Ready to take your regulatory expertise to the next level? Kelly FSP is partnering with a leading global pharmaceutical organization recognized for its strong legacy in innovation, scientific excellence, and commitment to improving patient outcomes worldwide. With operations across multiple therapeutic areas and a robust pipeline spanning pharmaceuticals and medical devices, this organization plays a critical role in advancing healthcare solutions across emerging and established markets.

As a Regulatory Affairs Specialist, you will support regulatory activities across the EMEA region, with a strong focus on collaboration with the Saudi Arabia office. This role is ideal for a regulatory professional who enjoys working cross-functionally, strengthening internal partnerships, and supporting compliance activities without direct health authority interaction or hands-on dossier preparation.

Role Overview

The Regulatory Affairs Specialist will provide regulatory support to assigned products and projects, both new and existing, ensuring alignment with global and regional regulatory requirements. The role involves coordination, documentation oversight, regulatory intelligence support, and internal stakeholder engagement, while acting as a key regulatory contact for local business partners.
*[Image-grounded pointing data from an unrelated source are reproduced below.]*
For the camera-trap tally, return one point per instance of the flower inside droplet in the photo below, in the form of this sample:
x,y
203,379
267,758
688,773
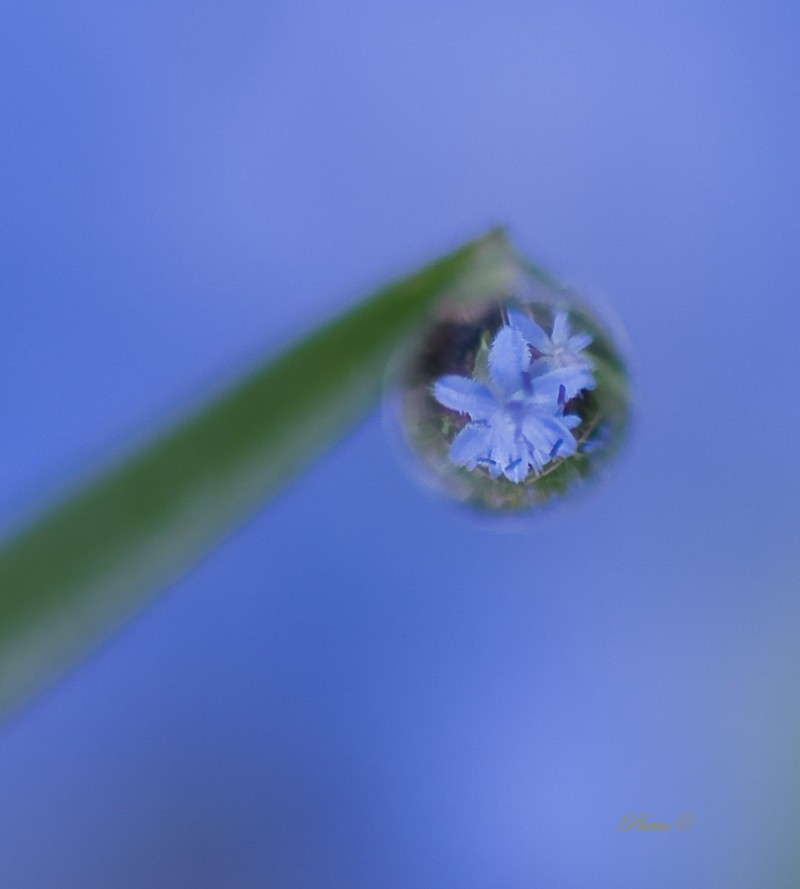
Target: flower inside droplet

This position does not require direct engagement with the Saudi Health Authority and does not involve preparation of regulatory submission documents.

Key Responsibilities

• Ensure compliance with applicable regulatory agency regulations, guidelines, and internal interpretations
• Support responses to regulatory agency questions and internal correspondence, as required
• Organize and maintain regulatory reporting schedules related to new drug applications (NDAs) and investigational new drug applications (INDs)
• Prepare regulatory outputs including outlines, summaries, status reports, memos, presentations, tables, and tracking tools
• Review and approve promotional and non-promotional materials in compliance with corporate and governmental requirements
• Provide regulatory guidance and support to local business partners and internal stakeholders
• Liaise effectively with regional and global Regulatory Affairs teams to ensure alignment
• Conduct searches of existing regulatory records and archives to retrieve requested information
• Maintain, organize, and archive regulatory documentation in accordance with internal standards
• Support regulatory intelligence activities, including tracking competitor regulatory activities and market trends

Functional & Technical Competencies

Must Haves

• Minimum 2 years of Regulatory Affairs experience within the pharmaceutical and/or medical device industry
• Working knowledge of FDA regulations and CE Marking requirements
• Proficiency in MS Office applications (Word, Excel, PowerPoint)
• Strong written and verbal communication skills
• Fluency in English and Arabic (both required)
• Strong organizational and coordination skills
• Ability to work independently and collaboratively in a hybrid environment

Nice to Haves

• Experience supporting EMEA or Middle East regulatory operations
• Exposure to global or matrixed regulatory organizations
• Project coordination or project management experience
• Experience reviewing promotional materials for compliance

Leadership & Behavioral Competencies

• Demonstrates effective collaboration and influence through strong partnerships
• Persists in the face of challenges and adapts to changing priorities
• Listens actively and understands stakeholder motivations, needs, and perspectives
• Manages assigned regulatory activities independently or with limited supervision
• Contributes to competitive intelligence by researching and reporting on regulatory activities of competitors

Education & Experience

• Bachelor’s degree (B.A./B.S.) in a technical or scientific discipline required
• 2–5 years of Regulatory Affairs experience, or a Master’s degree with equivalent experience
• Proven ability to identify gaps in processes and contribute to practical solutions

Additional Role Details

• Hybrid working model: 3 days onsite in Riyadh, 2 days remote
• Full-time, 12-month fixed-term contract
• Start date targeted for March, subject to notice periods
• No direct contact with the Saudi Health Authority
• No regulatory document preparation responsibilities
• Non–Saudi nationality preferred
• The role prioritizes strong communication skills to enhance collaboration within the Saudi Arabia office
• Applications are welcome from all qualified candidates; the current team has a slight preference toward male candidates due to team balance considerations

Diversity & Inclusion

At Kelly OCG, we believe diverse teams drive better outcomes. We are committed to fostering an inclusive environment where individuals from different backgrounds, experiences, and perspectives can thrive and contribute meaningfully.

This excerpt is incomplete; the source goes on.